Diana Swallow said...

People don't understand that food addiction is like a drug addiction. I've had frosting from the can, try explaining to Ken why there is a half eaten can of frosting in the fridge when we haven't had cake in a year or better yet, what really happened to the jar of peanut butter...no it didn't fall and break and have to be thrown away (peanut butter mixed with baking cocoa tastes nothing like a Reeses cup btw) and if I was a little cranky after the peanut butter jar broke, it was simply because I was full of shit...literally. Steph I've been there and I fear I'll always be a food freak too. At least I'm in good company. {{{{{{HUGS}}}}}}

Candace MacPherson said...

Oh my! You know, I am a fan of celebrating what we do right - after all, this IS about breaking old habits. This IS about creating new ones. Celebrate the good, Download the bad, and we move on.

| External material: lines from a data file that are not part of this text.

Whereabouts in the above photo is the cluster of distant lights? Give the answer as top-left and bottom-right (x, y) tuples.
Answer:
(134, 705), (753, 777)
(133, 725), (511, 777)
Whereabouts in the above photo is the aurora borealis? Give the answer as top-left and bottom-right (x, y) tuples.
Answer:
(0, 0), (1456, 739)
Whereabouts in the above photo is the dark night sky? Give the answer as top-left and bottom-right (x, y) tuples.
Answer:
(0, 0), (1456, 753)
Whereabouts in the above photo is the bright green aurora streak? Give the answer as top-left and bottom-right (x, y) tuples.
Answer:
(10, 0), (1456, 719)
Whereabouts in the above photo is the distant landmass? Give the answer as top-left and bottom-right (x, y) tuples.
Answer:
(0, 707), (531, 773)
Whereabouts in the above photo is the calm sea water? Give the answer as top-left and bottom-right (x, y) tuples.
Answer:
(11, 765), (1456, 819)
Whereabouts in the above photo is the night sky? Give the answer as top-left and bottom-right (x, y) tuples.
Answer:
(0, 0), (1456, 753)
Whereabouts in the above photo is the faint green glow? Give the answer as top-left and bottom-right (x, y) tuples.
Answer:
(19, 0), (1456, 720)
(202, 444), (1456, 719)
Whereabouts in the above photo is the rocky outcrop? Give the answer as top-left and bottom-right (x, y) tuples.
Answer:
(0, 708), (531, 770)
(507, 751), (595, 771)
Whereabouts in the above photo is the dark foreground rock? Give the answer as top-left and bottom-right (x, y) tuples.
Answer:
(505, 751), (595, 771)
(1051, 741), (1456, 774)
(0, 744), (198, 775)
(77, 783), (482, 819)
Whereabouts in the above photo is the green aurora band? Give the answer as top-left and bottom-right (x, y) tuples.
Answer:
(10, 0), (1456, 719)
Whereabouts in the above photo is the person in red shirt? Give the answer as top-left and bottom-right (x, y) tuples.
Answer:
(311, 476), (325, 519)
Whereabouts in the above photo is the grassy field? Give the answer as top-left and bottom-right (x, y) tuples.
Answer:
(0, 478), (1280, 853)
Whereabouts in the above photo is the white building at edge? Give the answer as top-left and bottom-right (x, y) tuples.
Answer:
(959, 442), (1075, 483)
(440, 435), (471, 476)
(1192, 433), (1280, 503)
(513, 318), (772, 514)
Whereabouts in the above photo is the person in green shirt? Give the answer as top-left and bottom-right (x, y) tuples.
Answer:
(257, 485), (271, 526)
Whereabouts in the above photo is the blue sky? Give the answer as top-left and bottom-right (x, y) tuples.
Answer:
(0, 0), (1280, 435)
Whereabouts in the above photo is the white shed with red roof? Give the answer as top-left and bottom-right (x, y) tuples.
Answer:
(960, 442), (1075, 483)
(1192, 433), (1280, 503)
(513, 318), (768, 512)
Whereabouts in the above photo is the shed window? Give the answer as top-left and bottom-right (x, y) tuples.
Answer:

So, we learned that exercise helps the way we feel, drug withdrawal is bad, and wax sprinkles are only good for decorations. And we move on.

Kate said...

You just made me chuckle.

I once wanted oreo cookies (which I refuse to keep in the house), and I didn't have them, so when scavenging through the cabinets I come across a pre-baked oreo pie shell. Yup, ate the whole thing! I so know what you were going through!

The Price's Wife said...

Yet another chocolate debacle. When WILL you learn Barbie, when WILL YOU LEARN??? :)

Anonymous said...

So, we learned that exercise helps the way we feel, drug withdrawal is bad, and wax sprinkles are only good for decorations. And we move on.

still chukling about that one, Candace.

Steph - it's life - we have good days and bad days. Ups and downs. Sane & insane. See above quote. We love you and can all sympathize!

-Chris

MMalloy said...

Hope everything is okay! Miss hearing from you!